L’intersezione di questo piano con la volta celeste è un cerchio sul quale
vediamo proiettato il Sole che sembra percorrerlo in un anno. Noi sappiamo, dai
tempi di Copernico (1473-1543), per non dire di Aristarco di Samo (III secolo
a.C.), che in realtà siamo noi, che viaggiamo sull’astronave chiamata Terra, che
descriviamo annualmente un giro completo. Per di più, a causa di un fenomeno
già noto agli antichi e mirabilmente spiegato da Newton (1643-1727), ovvero la
precessione degli equinozi, gli antichi segni non corrispondono più alle
costellazioni: «per esempio, il 21 marzo si vede il Sole proiettato in uno dei
due punti in cui si intersecano il piano dell’equatore e quello dell’eclittica,
detto punto di Ariete, perché un tempo si trovava in quella costellazione,
mentre oggi si trova nei Pesci!».
Un’ulteriore stoccata razionale agli irrazionali «fedeli dell’astrologia», i
quali non smettono comunque di credere agli oroscopi.

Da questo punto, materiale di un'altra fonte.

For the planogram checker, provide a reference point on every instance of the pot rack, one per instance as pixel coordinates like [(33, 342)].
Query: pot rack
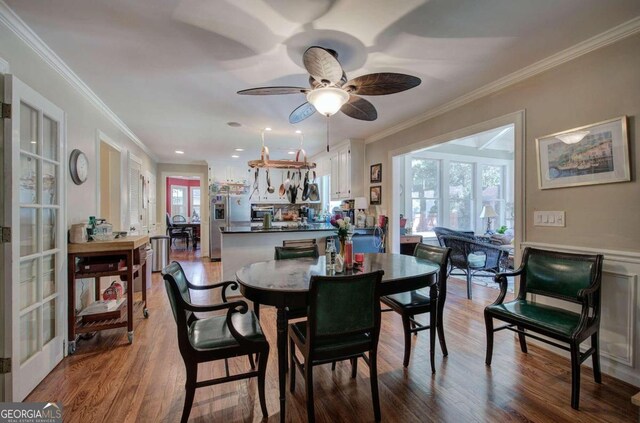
[(298, 164)]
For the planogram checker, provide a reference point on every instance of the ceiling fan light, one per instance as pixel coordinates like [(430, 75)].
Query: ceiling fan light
[(572, 137), (327, 100)]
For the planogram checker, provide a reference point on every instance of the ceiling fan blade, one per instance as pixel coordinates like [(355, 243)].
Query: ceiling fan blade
[(322, 65), (359, 108), (302, 112), (381, 83), (273, 91)]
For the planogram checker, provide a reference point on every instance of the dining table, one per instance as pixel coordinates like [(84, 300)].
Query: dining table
[(284, 284)]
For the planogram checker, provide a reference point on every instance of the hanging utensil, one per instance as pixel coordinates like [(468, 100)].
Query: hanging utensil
[(305, 188), (270, 188), (282, 189)]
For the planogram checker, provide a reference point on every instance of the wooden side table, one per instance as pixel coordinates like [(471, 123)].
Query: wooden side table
[(130, 249)]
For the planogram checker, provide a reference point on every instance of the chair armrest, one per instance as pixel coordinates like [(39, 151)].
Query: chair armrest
[(501, 279), (210, 307), (223, 285), (240, 307)]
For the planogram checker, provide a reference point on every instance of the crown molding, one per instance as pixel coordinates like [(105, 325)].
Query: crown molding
[(603, 39), (12, 21)]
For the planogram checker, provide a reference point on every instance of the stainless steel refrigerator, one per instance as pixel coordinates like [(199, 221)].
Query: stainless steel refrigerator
[(226, 210)]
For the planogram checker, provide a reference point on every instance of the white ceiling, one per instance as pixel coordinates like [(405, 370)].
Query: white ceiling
[(170, 69)]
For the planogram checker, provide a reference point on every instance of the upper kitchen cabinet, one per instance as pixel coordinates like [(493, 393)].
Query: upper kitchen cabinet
[(347, 170)]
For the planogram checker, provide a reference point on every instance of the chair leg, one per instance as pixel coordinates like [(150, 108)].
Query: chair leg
[(354, 367), (575, 375), (308, 376), (190, 391), (292, 366), (373, 377), (595, 344), (488, 323), (440, 328), (262, 370), (407, 339), (523, 340)]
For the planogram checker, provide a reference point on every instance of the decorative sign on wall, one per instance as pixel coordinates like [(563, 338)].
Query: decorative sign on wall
[(375, 174), (592, 154)]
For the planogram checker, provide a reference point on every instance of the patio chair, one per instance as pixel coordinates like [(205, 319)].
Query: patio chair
[(473, 257)]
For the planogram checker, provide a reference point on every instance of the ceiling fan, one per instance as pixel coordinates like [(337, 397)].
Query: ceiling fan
[(331, 91)]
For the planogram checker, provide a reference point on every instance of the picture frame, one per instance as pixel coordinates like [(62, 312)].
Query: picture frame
[(601, 157), (375, 195), (375, 173)]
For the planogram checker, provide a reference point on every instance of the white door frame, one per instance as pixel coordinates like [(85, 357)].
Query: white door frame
[(395, 156), (101, 137), (41, 364)]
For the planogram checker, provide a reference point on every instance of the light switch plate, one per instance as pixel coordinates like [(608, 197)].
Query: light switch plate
[(549, 218)]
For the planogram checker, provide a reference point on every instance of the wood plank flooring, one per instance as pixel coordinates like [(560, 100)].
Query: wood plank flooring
[(108, 380)]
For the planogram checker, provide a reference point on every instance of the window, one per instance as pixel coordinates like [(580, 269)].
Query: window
[(425, 193), (195, 204), (443, 190), (461, 196)]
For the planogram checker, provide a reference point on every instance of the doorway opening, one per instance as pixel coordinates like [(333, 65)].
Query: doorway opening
[(110, 187)]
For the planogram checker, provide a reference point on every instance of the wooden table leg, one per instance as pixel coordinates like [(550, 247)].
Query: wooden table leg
[(71, 300), (143, 278), (433, 323), (281, 324), (130, 295)]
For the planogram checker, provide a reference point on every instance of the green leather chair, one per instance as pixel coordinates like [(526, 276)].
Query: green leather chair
[(574, 278), (409, 304), (236, 333), (343, 324)]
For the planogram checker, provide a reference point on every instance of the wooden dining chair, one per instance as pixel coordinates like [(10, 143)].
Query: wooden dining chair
[(201, 340), (343, 324), (409, 304)]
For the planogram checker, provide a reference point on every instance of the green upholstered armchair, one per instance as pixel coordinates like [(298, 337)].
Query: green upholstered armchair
[(200, 340), (343, 323), (574, 278), (472, 257), (411, 303)]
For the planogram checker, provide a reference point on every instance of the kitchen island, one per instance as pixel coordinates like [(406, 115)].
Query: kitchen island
[(243, 245)]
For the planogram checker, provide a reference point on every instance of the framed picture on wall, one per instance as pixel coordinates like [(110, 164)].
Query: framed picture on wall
[(375, 174), (589, 155), (375, 195)]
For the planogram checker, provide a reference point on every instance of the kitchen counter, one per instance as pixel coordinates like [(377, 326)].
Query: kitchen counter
[(317, 227), (243, 245)]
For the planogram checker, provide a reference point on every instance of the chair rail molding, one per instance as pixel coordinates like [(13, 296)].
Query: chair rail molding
[(619, 331), (12, 21), (603, 39)]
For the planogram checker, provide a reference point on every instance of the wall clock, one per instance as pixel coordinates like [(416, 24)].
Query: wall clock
[(78, 167)]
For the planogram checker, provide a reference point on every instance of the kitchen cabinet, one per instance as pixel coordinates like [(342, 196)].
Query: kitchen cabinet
[(347, 170)]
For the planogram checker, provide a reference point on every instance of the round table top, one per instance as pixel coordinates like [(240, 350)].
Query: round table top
[(294, 275)]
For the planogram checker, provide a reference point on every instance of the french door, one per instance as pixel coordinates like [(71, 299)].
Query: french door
[(34, 211)]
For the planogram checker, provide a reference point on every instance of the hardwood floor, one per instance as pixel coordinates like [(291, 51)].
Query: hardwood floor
[(109, 380)]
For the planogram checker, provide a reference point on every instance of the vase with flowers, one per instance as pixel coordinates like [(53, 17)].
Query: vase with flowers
[(345, 231)]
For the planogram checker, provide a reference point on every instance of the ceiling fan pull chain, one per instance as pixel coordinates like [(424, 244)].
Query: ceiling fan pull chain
[(327, 120)]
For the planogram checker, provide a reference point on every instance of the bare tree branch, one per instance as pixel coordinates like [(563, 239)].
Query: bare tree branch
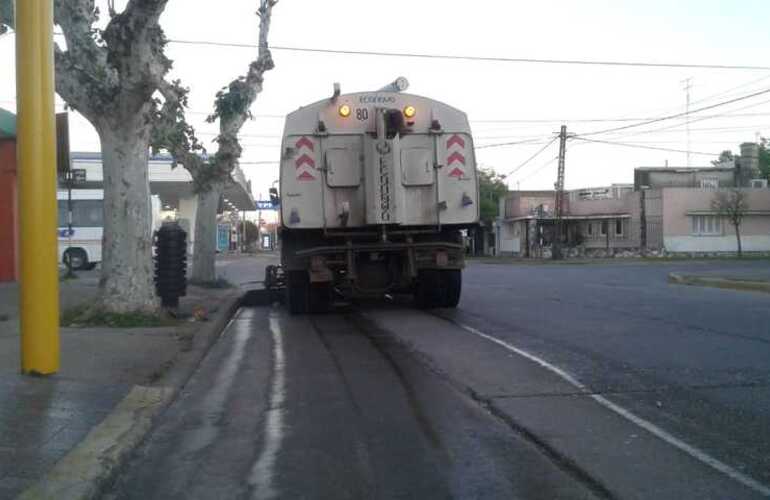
[(172, 133), (232, 104), (733, 205)]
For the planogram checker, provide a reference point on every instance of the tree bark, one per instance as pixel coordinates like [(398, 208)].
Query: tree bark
[(127, 281), (204, 253)]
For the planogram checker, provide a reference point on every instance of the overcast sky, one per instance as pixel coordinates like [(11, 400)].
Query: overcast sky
[(682, 31)]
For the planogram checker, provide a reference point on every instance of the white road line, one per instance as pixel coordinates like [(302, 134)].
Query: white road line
[(653, 429), (262, 473)]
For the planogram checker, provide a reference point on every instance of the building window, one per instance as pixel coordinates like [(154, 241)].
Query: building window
[(706, 225)]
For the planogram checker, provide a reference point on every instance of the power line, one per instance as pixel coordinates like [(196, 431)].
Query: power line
[(677, 115), (538, 169), (539, 151), (583, 62), (639, 146), (514, 143), (695, 120), (593, 120)]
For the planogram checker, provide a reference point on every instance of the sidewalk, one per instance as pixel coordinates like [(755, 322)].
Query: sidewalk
[(43, 420)]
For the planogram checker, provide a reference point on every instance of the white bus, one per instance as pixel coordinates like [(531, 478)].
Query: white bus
[(82, 246)]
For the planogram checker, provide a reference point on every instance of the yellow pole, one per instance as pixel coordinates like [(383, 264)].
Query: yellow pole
[(36, 153)]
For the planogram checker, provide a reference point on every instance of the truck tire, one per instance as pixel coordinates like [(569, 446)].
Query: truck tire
[(298, 291), (427, 294), (452, 283), (76, 257)]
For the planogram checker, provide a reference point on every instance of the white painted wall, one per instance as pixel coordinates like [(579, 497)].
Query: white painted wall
[(187, 209), (508, 242), (726, 243)]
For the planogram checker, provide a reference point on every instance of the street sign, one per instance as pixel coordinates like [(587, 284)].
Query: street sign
[(265, 205), (62, 142), (78, 175)]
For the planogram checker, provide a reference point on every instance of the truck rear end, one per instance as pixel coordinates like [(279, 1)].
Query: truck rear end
[(376, 188)]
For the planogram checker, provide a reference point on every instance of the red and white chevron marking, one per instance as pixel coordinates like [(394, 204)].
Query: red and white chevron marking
[(305, 163), (457, 156)]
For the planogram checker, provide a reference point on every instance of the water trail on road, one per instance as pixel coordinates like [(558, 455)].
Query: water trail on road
[(694, 452), (214, 402), (261, 477)]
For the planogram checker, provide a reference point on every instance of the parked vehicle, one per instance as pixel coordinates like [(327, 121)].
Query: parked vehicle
[(80, 241)]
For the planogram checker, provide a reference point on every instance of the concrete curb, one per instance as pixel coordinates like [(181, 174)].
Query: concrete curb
[(725, 283), (94, 462), (82, 472)]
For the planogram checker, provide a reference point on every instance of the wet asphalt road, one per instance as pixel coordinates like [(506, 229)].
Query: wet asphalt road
[(383, 401)]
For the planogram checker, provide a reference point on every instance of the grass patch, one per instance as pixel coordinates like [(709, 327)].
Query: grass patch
[(610, 260), (87, 316), (217, 283)]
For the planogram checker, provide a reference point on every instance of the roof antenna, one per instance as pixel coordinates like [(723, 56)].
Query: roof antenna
[(400, 84), (337, 91)]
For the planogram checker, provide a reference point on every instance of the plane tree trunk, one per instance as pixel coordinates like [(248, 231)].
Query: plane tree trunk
[(210, 173), (127, 266)]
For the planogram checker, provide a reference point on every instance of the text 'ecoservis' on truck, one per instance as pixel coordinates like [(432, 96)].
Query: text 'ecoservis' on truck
[(375, 190)]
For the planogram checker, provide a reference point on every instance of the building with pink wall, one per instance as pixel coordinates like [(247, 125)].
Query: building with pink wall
[(671, 213)]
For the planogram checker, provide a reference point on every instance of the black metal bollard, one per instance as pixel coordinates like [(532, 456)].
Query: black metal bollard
[(170, 264)]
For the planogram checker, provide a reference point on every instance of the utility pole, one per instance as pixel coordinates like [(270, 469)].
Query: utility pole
[(36, 151), (559, 229), (687, 86)]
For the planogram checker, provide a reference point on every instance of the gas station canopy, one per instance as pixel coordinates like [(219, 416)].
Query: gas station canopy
[(7, 124)]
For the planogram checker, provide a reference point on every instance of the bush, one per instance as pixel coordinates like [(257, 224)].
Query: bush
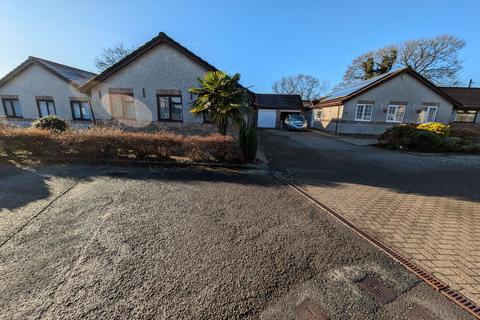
[(112, 144), (51, 123), (399, 137), (248, 142), (409, 137), (436, 127), (469, 132)]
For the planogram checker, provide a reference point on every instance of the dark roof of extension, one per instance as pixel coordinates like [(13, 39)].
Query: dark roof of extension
[(278, 101), (71, 75), (161, 38), (468, 97), (340, 96)]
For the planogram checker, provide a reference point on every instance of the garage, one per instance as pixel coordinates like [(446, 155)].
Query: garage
[(272, 109), (267, 118)]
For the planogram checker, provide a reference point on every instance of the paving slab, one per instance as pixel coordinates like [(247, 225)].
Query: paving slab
[(425, 206)]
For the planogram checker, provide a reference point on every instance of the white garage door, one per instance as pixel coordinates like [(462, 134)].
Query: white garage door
[(266, 118)]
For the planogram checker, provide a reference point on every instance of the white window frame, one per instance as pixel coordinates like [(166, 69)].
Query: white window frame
[(396, 106), (316, 114), (466, 112), (363, 105), (427, 110)]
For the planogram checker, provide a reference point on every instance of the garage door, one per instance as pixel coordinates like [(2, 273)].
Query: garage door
[(266, 118)]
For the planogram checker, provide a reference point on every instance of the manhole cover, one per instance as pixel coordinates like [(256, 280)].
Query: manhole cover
[(307, 310), (377, 289), (418, 313)]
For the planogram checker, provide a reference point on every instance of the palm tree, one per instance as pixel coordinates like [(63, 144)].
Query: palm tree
[(221, 98)]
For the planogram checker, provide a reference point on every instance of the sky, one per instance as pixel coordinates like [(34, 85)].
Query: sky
[(262, 40)]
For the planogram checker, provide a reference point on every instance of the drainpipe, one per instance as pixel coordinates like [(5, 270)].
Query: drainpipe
[(94, 121), (336, 122)]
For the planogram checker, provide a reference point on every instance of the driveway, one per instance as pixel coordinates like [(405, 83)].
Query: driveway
[(96, 242), (427, 207)]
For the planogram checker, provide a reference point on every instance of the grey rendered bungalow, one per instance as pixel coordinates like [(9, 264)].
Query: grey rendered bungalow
[(372, 106), (40, 87)]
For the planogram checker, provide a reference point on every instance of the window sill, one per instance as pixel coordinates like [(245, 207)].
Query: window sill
[(169, 120)]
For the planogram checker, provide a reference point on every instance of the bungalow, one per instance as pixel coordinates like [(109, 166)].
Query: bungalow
[(470, 100), (39, 87), (374, 105), (149, 87), (272, 109)]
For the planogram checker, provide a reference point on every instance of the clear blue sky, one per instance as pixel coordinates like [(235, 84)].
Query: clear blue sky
[(263, 40)]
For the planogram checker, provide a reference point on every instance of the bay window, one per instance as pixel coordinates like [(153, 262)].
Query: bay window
[(466, 116), (427, 114), (46, 107), (396, 113), (80, 110), (122, 106), (11, 107), (170, 107), (364, 112)]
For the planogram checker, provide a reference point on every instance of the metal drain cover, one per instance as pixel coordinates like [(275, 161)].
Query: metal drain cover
[(377, 289), (418, 313), (307, 310)]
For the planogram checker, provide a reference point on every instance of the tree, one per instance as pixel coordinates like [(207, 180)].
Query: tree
[(221, 98), (437, 59), (111, 55), (372, 64), (308, 87)]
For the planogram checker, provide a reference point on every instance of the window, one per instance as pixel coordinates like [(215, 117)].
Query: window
[(12, 108), (427, 114), (364, 112), (122, 106), (465, 115), (207, 117), (170, 108), (396, 113), (80, 110), (46, 108)]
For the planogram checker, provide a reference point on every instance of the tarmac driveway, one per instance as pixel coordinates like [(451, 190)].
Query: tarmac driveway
[(425, 206), (137, 243)]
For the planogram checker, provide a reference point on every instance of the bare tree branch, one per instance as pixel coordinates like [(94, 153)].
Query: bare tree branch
[(437, 59), (308, 87), (111, 55)]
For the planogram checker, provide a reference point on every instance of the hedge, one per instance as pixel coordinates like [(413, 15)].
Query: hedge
[(114, 144)]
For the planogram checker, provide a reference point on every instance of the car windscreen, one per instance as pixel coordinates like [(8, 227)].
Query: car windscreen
[(297, 118)]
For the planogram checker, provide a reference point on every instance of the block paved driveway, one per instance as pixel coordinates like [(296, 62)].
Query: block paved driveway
[(425, 206), (100, 242)]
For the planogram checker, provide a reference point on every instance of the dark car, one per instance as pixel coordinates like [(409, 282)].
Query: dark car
[(295, 122)]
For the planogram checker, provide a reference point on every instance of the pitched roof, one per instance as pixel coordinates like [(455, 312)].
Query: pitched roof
[(342, 95), (278, 101), (71, 75), (468, 97), (159, 39)]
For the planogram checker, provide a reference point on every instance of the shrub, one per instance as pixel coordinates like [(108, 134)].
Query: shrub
[(469, 132), (408, 137), (248, 142), (428, 141), (51, 123), (111, 144), (436, 127)]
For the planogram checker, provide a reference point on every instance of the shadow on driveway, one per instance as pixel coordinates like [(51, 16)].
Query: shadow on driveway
[(325, 162)]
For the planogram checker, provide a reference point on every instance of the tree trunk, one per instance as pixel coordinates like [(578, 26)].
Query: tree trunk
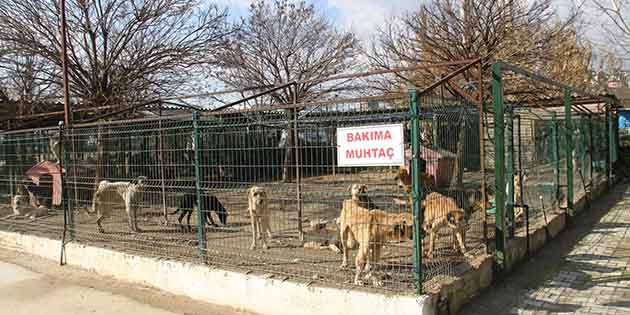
[(287, 174)]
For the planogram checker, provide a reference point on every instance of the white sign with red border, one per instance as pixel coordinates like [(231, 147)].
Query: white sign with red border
[(378, 145)]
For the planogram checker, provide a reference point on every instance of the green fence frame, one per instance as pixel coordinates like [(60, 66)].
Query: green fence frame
[(504, 170)]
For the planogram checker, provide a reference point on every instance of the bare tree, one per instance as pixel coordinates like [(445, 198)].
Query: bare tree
[(617, 13), (27, 80), (281, 42), (118, 50), (529, 34)]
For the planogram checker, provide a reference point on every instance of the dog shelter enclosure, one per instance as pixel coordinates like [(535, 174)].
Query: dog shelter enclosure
[(525, 148)]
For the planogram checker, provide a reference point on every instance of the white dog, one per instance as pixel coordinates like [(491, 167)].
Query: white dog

Ma a chi ha mentalità
scientifica le costellazioni, quelle zodiacali e le altre, restano comunque dei
preziosi strumenti di riferimento. Indicano i diversi settori del cielo, utili
per catalogare gli oggetti celesti e i fenomeni astronomici che siamo soliti
osservare. Così, per esempio, in quello individuato dal Toro, la costellazione
che fissava nel cielo il ricordo di alcune avventure erotiche di Zeus, ci sono
non pochi elementi di notevole interesse come la celebre nebulosa del Granchio,
che è ciò che resta di una supernova esplosa nel 1054: un evento registrato
come un’improvvisa apparizione di grande luce dagli astronomi cinesi e giapponesi
dell’antico Oriente.
Dopo tutto, nemmeno i cieli sono davvero immutabili. Come ci ricorda Margherita
Hack, cui piace molto il settore del Toro, non fosse altro perché da lì ha
preso le mosse la sua carriera di «amica delle stelle». Sia lecito aggiungere
che il Toro piace anche a me, essendo nato il 14 maggio.